In a co-pending application of Lee R. Zehner, Ser. No. 658,833, filed May 13, 1976, entitled PROCESS FOR THE PREPARATION OF OXALATE ESTERS and incorporated herein by reference, there is disclosed a process for the oxidative carbonylation of an alcohol with oxygen and carbon monoxide in the presence of a specific catalyst system to prepare oxalate esters. While oxalate esters find commercial application as solvents and as dye intermediates and the preparation of pharmaceuticals, there is nothing in the literature describing the vapor phase conversion of oxalate esters to produce the commercially valuable ethylene glycol.
The present invention is directed to an effective method for the vapor phase hydrogenation of oxalate esters to produce ethylene glycol. More particularly, the present process relates to the synthesis of ethylene glycol by hydrogenating oxalate esters at elevated temperatures and at relatively low hydrogen pressures in the presence of a hydrogenation catalyst such as a copper zinc chromite catalyst, a copper/alumina catalyst and other mixed copper and metal oxide hydrogenation catalysts, supported or unsupported, and mixtures thereof and useful as suitable catalysts for the hydrogenation in the vapor phase of an oxalate ester to produce ethylene glycol in high yield.
A number of prior art processes have been proposed for the preparation of alcohols and glycols by hydrogenation of certain esters of monobasic and higher dibasic acids in liquid phase and esters of hydroxy acetic acid in vapor phase reaction systems.

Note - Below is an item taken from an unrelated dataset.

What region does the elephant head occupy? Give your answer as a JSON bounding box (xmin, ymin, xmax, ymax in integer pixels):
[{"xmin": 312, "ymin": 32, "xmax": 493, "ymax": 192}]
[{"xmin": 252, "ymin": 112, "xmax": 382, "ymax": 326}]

An article by H. Adkins, in R. Adams et al, ed., Organic Reactions, Vol. VIII, Chapter 1, John Wiley and Sons, Inc., New York, 1954, pp. 1-27, sets forth a general mechanism for the liquid phase hydrogenation of esters to alcohols in which it is mentioned that in the liquid phase, diethyl oxalate gives a good yield of ethylene glycol but only with a pressure much higher than normal liquid phase hydrogen pressures, i.e., higher than 4000 psi.
U.S. Pat. No. 2,305,104 discloses a process for the vapor phase hydrogenation of alkyl esters of hydroxy acetic acid utilizing a dual catalyst charged reaction zone at temperatures between 150.degree. C. and 300.degree. C. and pressures from 10 to 1000 atmospheres or higher.
British Pat. Nos. 555,240 and 575,380 disclose processes for the vapor phase catalytic hydrogenation of hydroxy acetic acid and its derivatives (esters) and an ester of glycollic acid respectively at temperatures ranging from 150.degree. C. to 300.degree. C. and pressures of from 10 to 1000 atmospheres to produce ethylene glycol.
Ethylene glycol is a valuable commercial chemical and finds application in deicing fluids, antifreeze, hydraulic fluids, manufacture of alkyd resins, solvents and polyester fibers.